JobNimbus — One of the more popular solar/roofing PM tools. Better than generic tools but still requires integrations with design software, scheduling tools, and others.
Buildertrend — More construction-focused. Has project tracking and scheduling features. Not solar-specific.
Spreadsheets and Google Sheets — Still in use at a shocking number of solar companies. The install tracker lives in a shared Google Sheet that seven people are updating simultaneously and nobody trusts.
SolarDesk.
Here's what makes SolarDesk different from every other project management tool: it doesn't need to be told when a project moves from one stage to the next, because it already knows. When the customer signs the contract in the design tool, the project advances. When the equipment is ordered in the inventory system, the project advances. When the install is scheduled, the crew is notified. When install photos are uploaded from the field, they appear in the customer record automatically.
Every department — sales, design, operations, install — is working inside the same system. There are no handoffs. There's no "did you update the tracker?" conversation.

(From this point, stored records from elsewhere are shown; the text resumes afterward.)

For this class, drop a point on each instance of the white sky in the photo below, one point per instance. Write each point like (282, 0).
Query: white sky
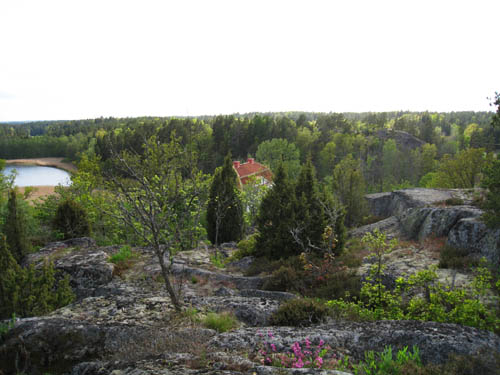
(70, 59)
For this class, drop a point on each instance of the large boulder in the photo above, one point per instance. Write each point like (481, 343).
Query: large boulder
(420, 223)
(55, 345)
(87, 266)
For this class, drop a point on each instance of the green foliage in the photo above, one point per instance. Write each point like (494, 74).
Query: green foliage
(276, 219)
(349, 185)
(218, 259)
(285, 278)
(6, 327)
(225, 209)
(429, 301)
(71, 220)
(251, 196)
(460, 171)
(246, 247)
(276, 152)
(28, 291)
(299, 313)
(15, 229)
(123, 259)
(384, 363)
(221, 322)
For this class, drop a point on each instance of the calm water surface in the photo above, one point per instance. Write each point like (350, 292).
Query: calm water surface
(34, 175)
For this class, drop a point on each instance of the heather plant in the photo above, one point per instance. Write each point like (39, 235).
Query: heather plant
(301, 355)
(221, 322)
(299, 312)
(384, 363)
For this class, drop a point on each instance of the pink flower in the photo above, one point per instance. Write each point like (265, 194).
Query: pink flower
(298, 364)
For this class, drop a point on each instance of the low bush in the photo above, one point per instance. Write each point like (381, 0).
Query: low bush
(218, 259)
(299, 313)
(246, 247)
(221, 322)
(384, 363)
(284, 279)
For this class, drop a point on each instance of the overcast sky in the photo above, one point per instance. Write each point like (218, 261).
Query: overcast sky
(71, 59)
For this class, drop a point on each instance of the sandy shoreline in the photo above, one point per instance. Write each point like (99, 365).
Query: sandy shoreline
(38, 192)
(42, 191)
(44, 162)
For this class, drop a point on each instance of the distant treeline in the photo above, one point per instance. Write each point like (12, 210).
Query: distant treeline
(326, 139)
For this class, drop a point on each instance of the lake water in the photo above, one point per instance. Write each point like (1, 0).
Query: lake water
(34, 175)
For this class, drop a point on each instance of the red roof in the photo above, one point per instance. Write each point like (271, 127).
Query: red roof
(251, 168)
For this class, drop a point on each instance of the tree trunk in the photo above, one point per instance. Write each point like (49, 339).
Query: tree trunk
(166, 273)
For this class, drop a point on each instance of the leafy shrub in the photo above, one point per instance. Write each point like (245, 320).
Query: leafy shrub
(27, 291)
(431, 301)
(302, 355)
(455, 258)
(284, 279)
(221, 322)
(71, 220)
(217, 259)
(246, 247)
(384, 363)
(299, 312)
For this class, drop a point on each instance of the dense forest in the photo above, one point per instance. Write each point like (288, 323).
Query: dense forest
(167, 183)
(388, 158)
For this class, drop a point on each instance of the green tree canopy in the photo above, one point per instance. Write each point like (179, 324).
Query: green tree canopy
(349, 185)
(279, 151)
(224, 210)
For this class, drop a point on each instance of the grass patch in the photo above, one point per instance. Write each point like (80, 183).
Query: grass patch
(221, 322)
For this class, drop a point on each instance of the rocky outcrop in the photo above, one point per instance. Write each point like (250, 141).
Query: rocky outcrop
(240, 282)
(397, 202)
(436, 341)
(87, 265)
(472, 234)
(57, 345)
(420, 223)
(420, 213)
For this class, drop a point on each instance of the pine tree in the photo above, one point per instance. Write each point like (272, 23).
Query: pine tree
(349, 187)
(14, 229)
(310, 216)
(29, 291)
(71, 220)
(276, 219)
(225, 210)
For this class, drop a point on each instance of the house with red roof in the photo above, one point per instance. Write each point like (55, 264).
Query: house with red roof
(252, 169)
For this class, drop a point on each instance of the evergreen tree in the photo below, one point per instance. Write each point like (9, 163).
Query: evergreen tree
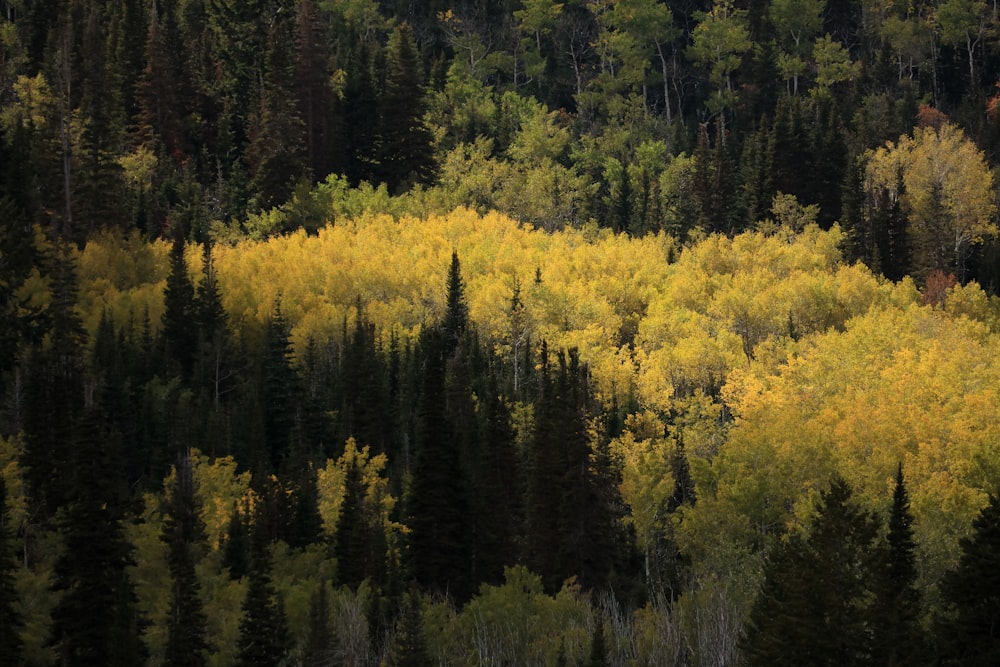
(264, 636)
(813, 606)
(212, 325)
(598, 648)
(359, 545)
(320, 648)
(405, 144)
(895, 613)
(969, 630)
(436, 501)
(456, 318)
(11, 622)
(54, 392)
(96, 621)
(184, 532)
(280, 388)
(409, 649)
(179, 336)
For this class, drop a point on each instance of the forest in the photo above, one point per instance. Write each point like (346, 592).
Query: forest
(499, 332)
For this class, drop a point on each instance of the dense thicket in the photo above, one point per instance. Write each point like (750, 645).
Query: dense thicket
(499, 332)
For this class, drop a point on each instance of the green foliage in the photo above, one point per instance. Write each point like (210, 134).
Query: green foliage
(968, 627)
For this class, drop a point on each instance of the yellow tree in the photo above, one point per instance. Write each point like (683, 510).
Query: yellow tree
(944, 186)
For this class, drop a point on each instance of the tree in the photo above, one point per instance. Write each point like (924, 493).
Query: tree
(184, 532)
(897, 638)
(409, 648)
(946, 193)
(718, 43)
(456, 318)
(179, 336)
(405, 151)
(436, 499)
(11, 622)
(812, 606)
(96, 620)
(264, 636)
(969, 630)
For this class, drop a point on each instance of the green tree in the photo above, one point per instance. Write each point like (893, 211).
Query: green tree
(436, 500)
(718, 43)
(179, 336)
(184, 533)
(969, 629)
(264, 635)
(11, 622)
(897, 638)
(96, 621)
(812, 607)
(409, 648)
(405, 152)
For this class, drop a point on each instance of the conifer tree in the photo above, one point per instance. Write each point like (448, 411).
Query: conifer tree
(212, 324)
(179, 336)
(436, 500)
(54, 393)
(280, 388)
(405, 150)
(456, 318)
(895, 613)
(184, 532)
(320, 648)
(264, 636)
(969, 630)
(409, 649)
(813, 606)
(598, 648)
(96, 620)
(11, 623)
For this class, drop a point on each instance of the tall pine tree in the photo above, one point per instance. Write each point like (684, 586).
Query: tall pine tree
(11, 623)
(897, 638)
(184, 533)
(969, 630)
(813, 606)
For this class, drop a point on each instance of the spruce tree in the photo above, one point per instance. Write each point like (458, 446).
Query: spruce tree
(405, 144)
(409, 649)
(456, 318)
(179, 336)
(812, 608)
(436, 499)
(96, 621)
(184, 532)
(320, 648)
(11, 622)
(264, 639)
(895, 613)
(280, 388)
(969, 629)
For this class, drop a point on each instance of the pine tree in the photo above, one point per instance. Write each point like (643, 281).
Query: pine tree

The project status is always current because the platform tracks it automatically as work gets done.
SolarDesk has a dedicated installation scheduling module. Installers get mobile app access where they can view the design, see the equipment list, log progress, flag issues, and upload photos — all from the job site. Those photos and updates flow back into the project record in real time. If a crew member needs a change to the design, they can request it through the app. No phone tag. No "I'll let the office know." The system handles the communication.
When a designer completes a system design, SolarDesk can automatically calculate the required materials — panels, inverters, racking, wiring — and generate a purchase order. That PO goes to your linked supplier. When the equipment is confirmed and received, the inventory system updates and the project moves forward. No one has to manually figure out what a job needs and then go order it separately.
If you're running separate tools — a Project management tool, a CRM, a design tool, a scheduler, and an inventory system — you're likely paying $6,000–$8,800/month, plus the cost of integrations and the staff time to maintain them. SolarDesk replaces the entire stack. One price. One platform. One login for your whole team.
Solar project management isn't a generic problem, and it doesn't have a generic solution. You need software that was built for the full solar lifecycle — from first knock to final inspection — and connects every team in your company without manual handoffs. SolarDesk is that platform.